Pushing interest rates below zero is both an act of desperation and something that in theory should have a huge, immediate impact of the behavior of borrowers and savers. The fact that negative rates have become the new normal in big parts of the world but haven’t caused the expected behavior change should scare the hell out of everyone.
To understand why this is so, think of the rate of interest as the price of money. It’s what an individual or business has to pay to get credit with which to buy and invest. As with anything else, when the price of money is high, we tend to acquire less of it and when the price is low we acquire more. So making money not just cheap, not just free, but actually profitable to borrow, while making savings unprofitable to hold should, according to conventional Keynesian economics, create a scene in the credit markets reminiscent of those Black Friday Wal-Mart videos where fistfights break out over the last remaining Barbie Doll. Businesses in particular should be borrowing and investing like crazy, igniting an epic capital spending boom.
But that hasn’t happened. In Europe, for instance, negative rates have been in place for five years …
… and instead of a rip-roaring post-Great Recession recovery, the result has been the kind of anemic growth that conventional economics would predict for a tight-money environment. Business capital spending, the engine that in theory should be propelling Europe’s economy, looks like the opposite of a boom.
This translates into seriously boring GDP growth:
Why call such an uneventful situation terrifying? Because of what comes next.
Europe’s current sub-2% average growth rate is too slow to stop debt-to-GDP from rising. In other words, even with negative interest rates the Continent continues to dig itself ever-deeper into a financial hole. The same death spiral dynamic is in place in US, Japan and China.
To put the problem in more familiar terms, the world’s central banks have launched their version of tactical nukes at the problem of slow growth and soaring debt, and the dust has cleared to reveal the enemy unscathed and coming back for another go.

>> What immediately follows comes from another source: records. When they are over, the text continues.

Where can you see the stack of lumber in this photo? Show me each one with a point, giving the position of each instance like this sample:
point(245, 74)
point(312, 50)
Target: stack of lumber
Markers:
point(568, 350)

The next recession will begin with interest rates already at emergency levels, leaving central banks with no choice but to launch even bigger nukes. If interest rates are currently at -0.5%, then push them down to -5%. If buying up every investment-grade bond didn’t work last time around, then buy up junk bonds and equities, and maybe pay off everyone’s mortgage and student loans.
This will also fail, for reasons best explained by the unfortunately non-mainstream Austrian School of economics. The Austrians focus on a society’s balance sheet and observe that when low-quality (that is, speculative) debt exceeds certain levels, there’s nothing to be gained by encouraging more borrowing. So go ahead and cut interest rates to any crazy level you want. The inevitable, necessary result of too much bad debt is a crash that wipes that debt out. Or a hyperinflation that destroys the currency with which desperate governments flood the market in an attempt to stave off the debt implosion.
This explains why today’s negative interest rates haven’t ignited a boom (there’s already too much bad paper circulating), and also why the next round of monetary experiments will fail even more spectacularly than its predecessors.